Barcelona pokonała na wyjeździe drużynę Herculesa Alicante 3:0 i odniosła piętnaste z rzędu zwycięstwo w Primera Division. Jednocześnie piłkarze Guardioli wyrównali ligowy rekord w liczbie kolejnych wygranych, który od sezonu 1960/61 należał do Realu Madryt.
Hercules był jedyną drużyną, z którą Barcelona miała w tym sezonie niekorzystny bilans spotkań. A trzeba powiedzieć, że piłkarze Pepa Guardioli w obecnym sezonie mierzyli się aż z 45 rywalami. W sierpniu ubiegłego roku Hercules sensacyjnie pokonał Barcę na Camp Nou 2:0.
Od początku Barcelona kontrolowała przebieg meczu, ale nie potrafiła udokumentować przewagi bramką. Udało się to dopiero w 43. minucie meczu. Xavi ładnie wypatrzył w polu karnym Pedro, który posłał piłkę do bramki przy krótkim słupku bramki gospodarzy.
Druga część meczu przypominała pierwszą. Goście mieli sporą przewagę, ale kibice znów musieli długo czekać na kolejne trafienia, tym razem do ostatnich minut drugiej połowy.
Wcześniej czerwoną kartkę zobaczył Francisco Farinos, który ostrym wślizgiem zaatakował piłkarza gości. Dwie minuty później Lionel Messi zbiegł do środka boiska i z okolicy pola karnego ładnym technicznym uderzeniem podwyższył wynik spotkania. Dwie minuty później Argentyńczyk ustalił wynik meczu po akcji zespołowej. Tym razem Messiemu pozostało dostawić nogę i podwyższyć prowadzenie.

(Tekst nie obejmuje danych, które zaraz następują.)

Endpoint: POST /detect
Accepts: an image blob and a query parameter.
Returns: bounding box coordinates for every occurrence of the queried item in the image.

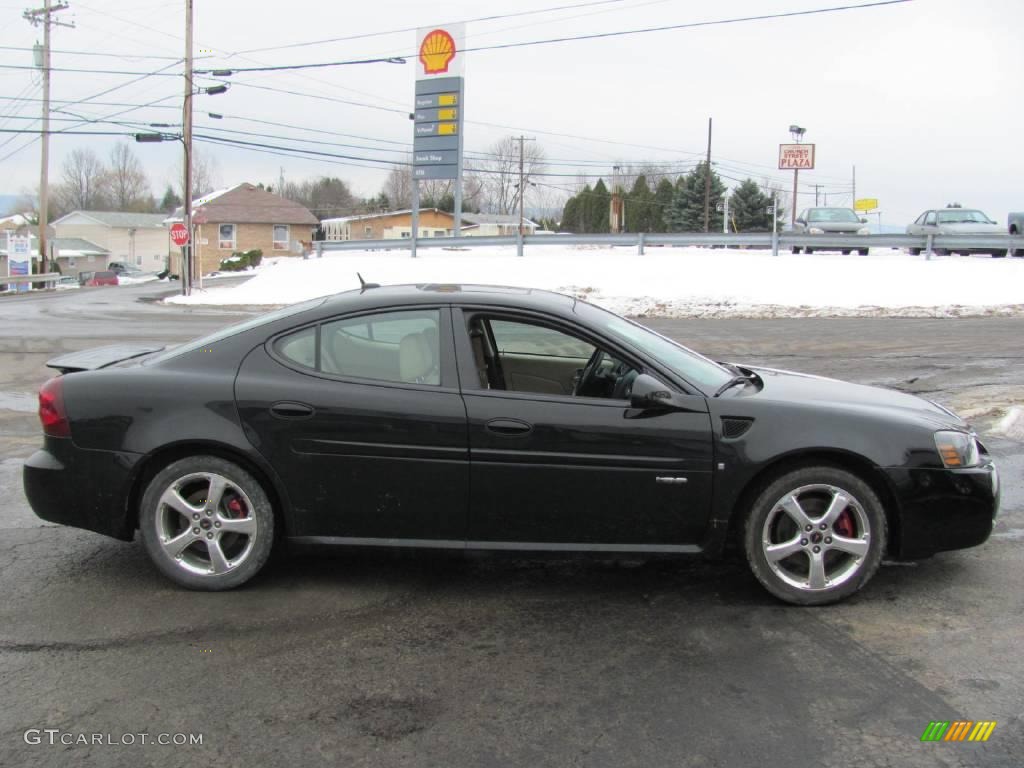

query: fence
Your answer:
[314,232,1024,259]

Po tym zwycięstwie Barcelona ma 58 punktów i o siedem wyprzedza grający w niedzielę Real Madryt.
Hercules - FC Barcelona 0:3 (0:1)
Pedro 43, Lionel Messi 87, 89
Czerwona kartka: Farinos (85, Hercules)
Hercules: Calatayud - Rodriguez, Cortes, Sarr, Pena, Aguilar, Fritzler (68, Farinos), Kiko (63, Cristian), Valdez (80, Portillo), Trezeguet, Tote.
FC Barcelona: Victor Valdes - Abidal, Dani Alves, Maxwell, Pique, Iniesta (90, Afellay), Xavi (88, S. Keita), Busquets, Messi, Villa (88, Nolito), Pedro.